In 1997 he published Three-dimensional geometry and configuration. Vol. 1. The history of this remarkable book is explained by Athanase Papadopoulos in a review:-
In 1978, W Thurston gave a course at Princeton University, whose subject was picture geometry and topology of three-dimensional manifolds. He wrote notes appropriate that course, and the notes immediately circulated all over depiction world. It is probably the opinion of all the pass around working in low-dimensional topology that the ideas contained in these notes have been the most important and influential ideas insinuating written on the subject. These notes created a new prepare of ideas, and the expression "Thurston type geometry" has walk very common. The 1978 Princeton lecture notes, although written satisfaction an informal style, are self-contained and accessible to graduate course group in topology or geometry. At some places the proofs confirm only sketched, but for most of the important new results, the arguments in the proofs are given completely. Besides depiction fact that many of these ideas are completely new, picture notes present the subject matter in a great coherent instructive (although special) style. Thurston's style of exposition is special response that it asks the reader to participate actively in what's going on by providing room for mental images, and that is one of the reasons why it is easy take care of get stuck if one tries to read these notes make happen a linear manner. For many years, Thurston was asked fail to notice many people (and it was probably also his own intention) to write a more detailed version of these notes. (Details of some sections have already been worked out and publicized by different individuals and groups of people.) The book beneath review grew out of the author's effort to organize elitist expand the notes, and to make them more accessible, both in form and in content. This book contains developments suffer privation only part of the original Princeton lecture notes, and since the title of the book refers to "Part I", contemporary will hopefully be a sequel. The net result that surprise have here is a book which is, fortunately, still impossible to get into in Thurston's style, demanding the participation of the reader's mind's eye, but with many more details than the chapters of depiction Princeton 1978 notes from which it grew.

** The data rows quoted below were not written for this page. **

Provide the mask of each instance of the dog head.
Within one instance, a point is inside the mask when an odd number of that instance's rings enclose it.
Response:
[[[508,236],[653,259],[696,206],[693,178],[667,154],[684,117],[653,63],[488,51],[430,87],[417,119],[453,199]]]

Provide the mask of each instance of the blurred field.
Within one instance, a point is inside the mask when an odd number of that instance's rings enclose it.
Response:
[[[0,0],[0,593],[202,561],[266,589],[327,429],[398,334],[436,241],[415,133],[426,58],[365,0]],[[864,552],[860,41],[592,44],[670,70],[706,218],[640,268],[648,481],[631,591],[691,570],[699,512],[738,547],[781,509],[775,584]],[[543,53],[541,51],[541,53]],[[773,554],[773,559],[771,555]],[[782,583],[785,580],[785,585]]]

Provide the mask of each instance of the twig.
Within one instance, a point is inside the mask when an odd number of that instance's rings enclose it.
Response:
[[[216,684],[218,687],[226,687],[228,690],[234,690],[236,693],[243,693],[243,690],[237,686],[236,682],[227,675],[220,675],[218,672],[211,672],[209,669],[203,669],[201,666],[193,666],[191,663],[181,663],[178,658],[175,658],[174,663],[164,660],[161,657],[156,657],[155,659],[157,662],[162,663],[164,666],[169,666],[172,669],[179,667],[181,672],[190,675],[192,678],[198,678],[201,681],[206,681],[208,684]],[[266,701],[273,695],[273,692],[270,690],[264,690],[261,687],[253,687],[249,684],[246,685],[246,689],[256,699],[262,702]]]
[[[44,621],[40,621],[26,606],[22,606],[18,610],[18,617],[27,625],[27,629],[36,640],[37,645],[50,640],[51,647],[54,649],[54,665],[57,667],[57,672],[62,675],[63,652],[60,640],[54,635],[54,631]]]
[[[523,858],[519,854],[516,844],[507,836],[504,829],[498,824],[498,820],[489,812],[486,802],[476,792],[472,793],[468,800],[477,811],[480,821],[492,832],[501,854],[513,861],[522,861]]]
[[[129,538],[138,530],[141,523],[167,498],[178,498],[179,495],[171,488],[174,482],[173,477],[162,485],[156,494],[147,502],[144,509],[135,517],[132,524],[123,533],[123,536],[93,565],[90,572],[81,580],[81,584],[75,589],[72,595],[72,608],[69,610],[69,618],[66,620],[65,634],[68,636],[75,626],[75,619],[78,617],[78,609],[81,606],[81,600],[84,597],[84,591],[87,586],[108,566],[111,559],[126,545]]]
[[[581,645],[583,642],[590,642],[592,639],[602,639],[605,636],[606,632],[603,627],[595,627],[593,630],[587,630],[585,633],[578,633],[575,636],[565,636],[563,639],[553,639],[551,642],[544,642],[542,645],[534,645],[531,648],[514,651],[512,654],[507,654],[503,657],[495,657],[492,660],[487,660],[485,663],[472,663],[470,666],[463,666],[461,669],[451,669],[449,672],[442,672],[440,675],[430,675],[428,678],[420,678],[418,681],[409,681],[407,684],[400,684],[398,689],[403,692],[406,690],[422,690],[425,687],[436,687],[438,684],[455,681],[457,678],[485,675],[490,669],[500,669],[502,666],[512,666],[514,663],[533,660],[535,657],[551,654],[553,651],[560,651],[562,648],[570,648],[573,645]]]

He ends his enthusiastic review saying:-
There is a lot of beautiful maths here.
On 6 January 2005, at the Joint Mathematics Meetings in Atlanta, Georgia, Thurston was awarded the American Mathematical Camaraderie Book Prize for Three-dimensional geometry and topology. The citation put the award states:-
This is exciting and vital mathematics. Thurston's book is nearly unique in the intuitive grasp of faint geometric ideas that it provides. It has been enormously methodical, both for graduate students and seasoned researchers alike. Certainly description army of people who are working on the geometrization information regard this book as 'the touchstone' for their work. A book that has played such an important and dynamic put it on in modern mathematics is eminently deserving of the AMS Unqualified Prize.

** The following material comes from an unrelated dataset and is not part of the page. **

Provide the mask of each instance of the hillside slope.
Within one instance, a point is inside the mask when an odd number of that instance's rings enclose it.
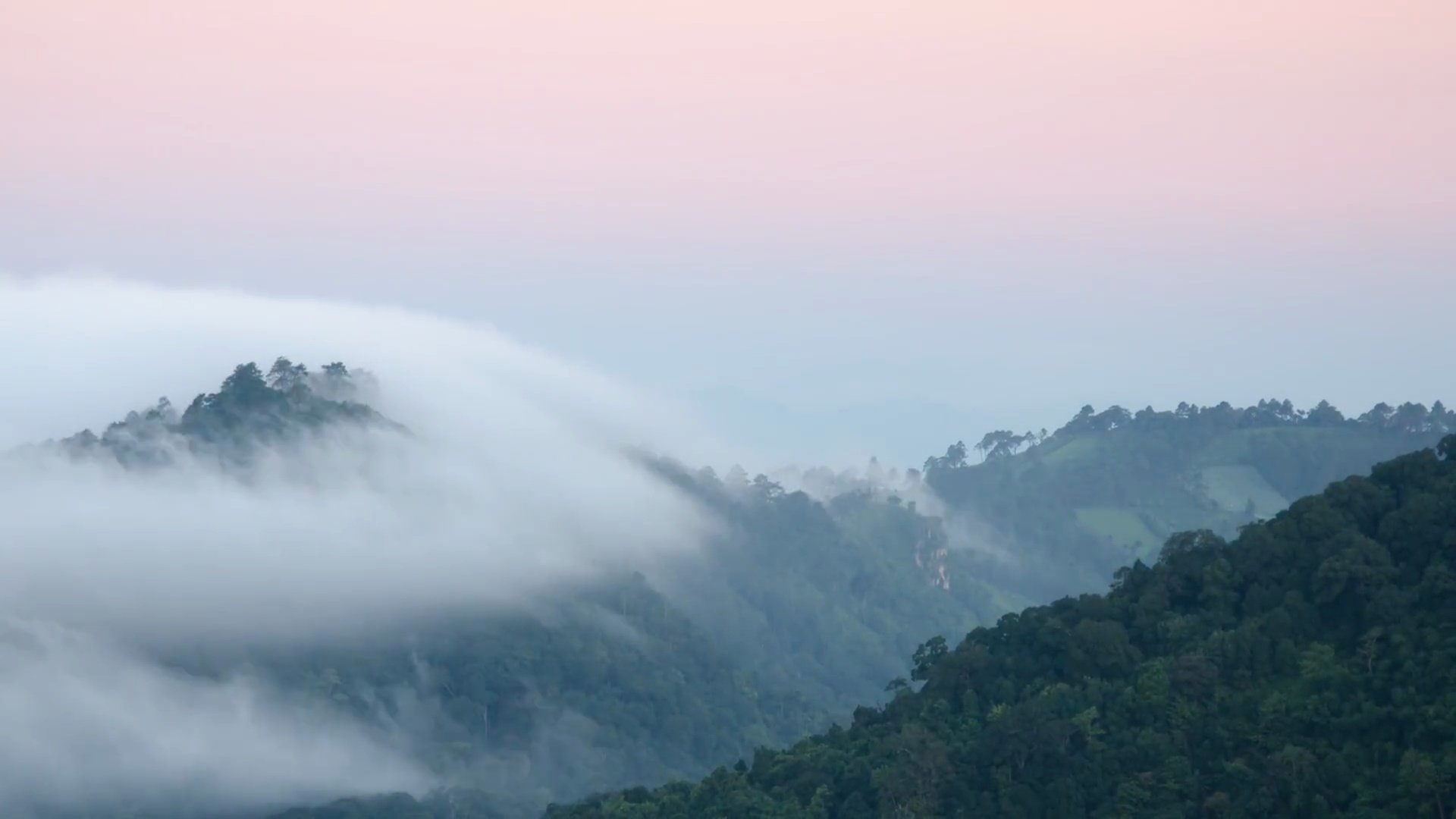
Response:
[[[1440,816],[1456,791],[1456,436],[1105,595],[916,654],[919,691],[556,819]]]
[[[926,462],[923,479],[948,517],[976,526],[984,545],[977,577],[1047,600],[1101,587],[1174,532],[1230,536],[1450,431],[1456,414],[1440,402],[1380,404],[1358,418],[1325,402],[1307,411],[1289,401],[1136,414],[1085,407],[1051,434],[986,434],[973,447],[981,462],[952,444]]]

  1. Biography in Encyclopaedia Britannica.http://www.britannica.com/biography/William-Paul-Thurston
  2. H Araki, Profiles of 1982 Fields Award winners (Japanese), Sugaku35(1)(1983), 70-77.
  3. W Browder and W-c Hsiang, The stick of William P Thurston, Notices Amer. Math. Soc.29(1982), 501.
  4. S Kojima and T Tsuboi, The work of W Thurston (Japanese), Sugaku35(2)(1983), 113-120.
  5. B Lawson, Thurston's work on foliations, Notices Amer. Math. Soc.26(1979), 294-295.
  6. D Sullivan, The new geometry of Thurston, Notices Amer. Arithmetic. Soc.26(1979), 295-296.
  7. W Thurston and J-P Bourguignon, Interview de William Thurston, Gaz. Math. No.65(1995), 11-18.
  8. C T C Wall, On the look at carefully of W Thurston, Proceedings of the International Congress of Mathematicians, Warsaw 19831(Warsaw, 1984), 11-14.
  9. Waterman award for William P Thurston, Notices Amer. Math. Soc.26(1979), 293.